I always get nervous when a game presents me with a clock, because I associate them with time limits.

The dark man stops poking around the ground for a moment and says, “Ah, that looks just like my pocketwatch, except I lost mine at noon.” He goes back to poking around the ground.
I’ve had conversations with customers that went along these lines.  My favorite was the guy who yelled at me for giving him twelve quarters in change for three dollars because he wanted a manual car wash, and those only cost $2.50.  Which, as even the dumbest dumb who ever dumbed could figure out, is only ten quarters.  (Eventually I shut up and kept his two quarters, and he left satisfied with the transaction but disgusted by my math skills.)

So, okay, if I don’t specify PUSH STEM to open the pocketwatch, I wind up clawing ineffectually at the case, but SET WATCH TO NOON works?  That seems incongruous.

Y’know, as a premise for a collection of puzzles, this one is pretty intriguing as they go.  Hope the payoff is good.

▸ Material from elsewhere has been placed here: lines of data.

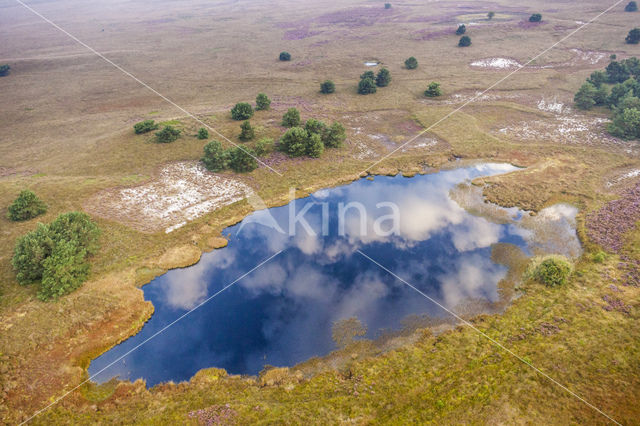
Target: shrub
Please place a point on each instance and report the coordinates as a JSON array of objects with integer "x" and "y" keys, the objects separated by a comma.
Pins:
[
  {"x": 536, "y": 17},
  {"x": 56, "y": 254},
  {"x": 203, "y": 133},
  {"x": 246, "y": 131},
  {"x": 294, "y": 141},
  {"x": 411, "y": 63},
  {"x": 633, "y": 37},
  {"x": 334, "y": 136},
  {"x": 552, "y": 271},
  {"x": 291, "y": 118},
  {"x": 144, "y": 126},
  {"x": 262, "y": 102},
  {"x": 313, "y": 126},
  {"x": 366, "y": 86},
  {"x": 215, "y": 158},
  {"x": 264, "y": 146},
  {"x": 585, "y": 97},
  {"x": 26, "y": 206},
  {"x": 167, "y": 135},
  {"x": 242, "y": 159},
  {"x": 327, "y": 87},
  {"x": 241, "y": 111},
  {"x": 433, "y": 90}
]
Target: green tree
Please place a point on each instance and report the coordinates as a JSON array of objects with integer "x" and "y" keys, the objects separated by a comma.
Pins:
[
  {"x": 464, "y": 41},
  {"x": 327, "y": 87},
  {"x": 597, "y": 78},
  {"x": 314, "y": 146},
  {"x": 242, "y": 159},
  {"x": 291, "y": 118},
  {"x": 262, "y": 102},
  {"x": 585, "y": 97},
  {"x": 242, "y": 111},
  {"x": 203, "y": 133},
  {"x": 246, "y": 131},
  {"x": 294, "y": 142},
  {"x": 617, "y": 72},
  {"x": 263, "y": 146},
  {"x": 626, "y": 123},
  {"x": 313, "y": 126},
  {"x": 433, "y": 90},
  {"x": 144, "y": 126},
  {"x": 76, "y": 226},
  {"x": 633, "y": 37},
  {"x": 618, "y": 92},
  {"x": 334, "y": 136},
  {"x": 64, "y": 271},
  {"x": 29, "y": 252},
  {"x": 552, "y": 271},
  {"x": 167, "y": 135},
  {"x": 411, "y": 63},
  {"x": 366, "y": 86},
  {"x": 215, "y": 158},
  {"x": 26, "y": 206},
  {"x": 55, "y": 254}
]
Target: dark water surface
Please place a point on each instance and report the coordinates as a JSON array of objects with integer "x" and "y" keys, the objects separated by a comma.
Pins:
[{"x": 282, "y": 313}]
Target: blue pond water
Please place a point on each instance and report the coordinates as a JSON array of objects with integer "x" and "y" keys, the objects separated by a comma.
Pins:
[{"x": 282, "y": 313}]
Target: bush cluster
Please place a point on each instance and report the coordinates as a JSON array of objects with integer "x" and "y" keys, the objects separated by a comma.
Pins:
[
  {"x": 26, "y": 206},
  {"x": 167, "y": 135},
  {"x": 617, "y": 87},
  {"x": 55, "y": 255},
  {"x": 369, "y": 81},
  {"x": 144, "y": 126},
  {"x": 312, "y": 139},
  {"x": 551, "y": 271}
]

This is interesting; I’m not sure I’ve seen a puzzle like these with the board, the slot, and the malachite stones.  Essentially you’re just moving the stone around trying to find the single invisible path to its goal, so I’m not sure how much of a puzzle it is.  S’kinda fun, though.  I’ll take it.

*** You sometimes dream of a hat, but you can never describe it upon waking ***
Story of my life.

Was that it?  Should I try following the man through the bushes?  Oh, guess I can’t.  Man, that was short.  I enjoyed it while it was happening, though, even if these game-club dudes are a very strange and particular variety of asshole.

Edit from the future:  Oh!  These puzzles the likes of which I have never seen before are mazes!  Man, score a couple points for the concept of framing devices.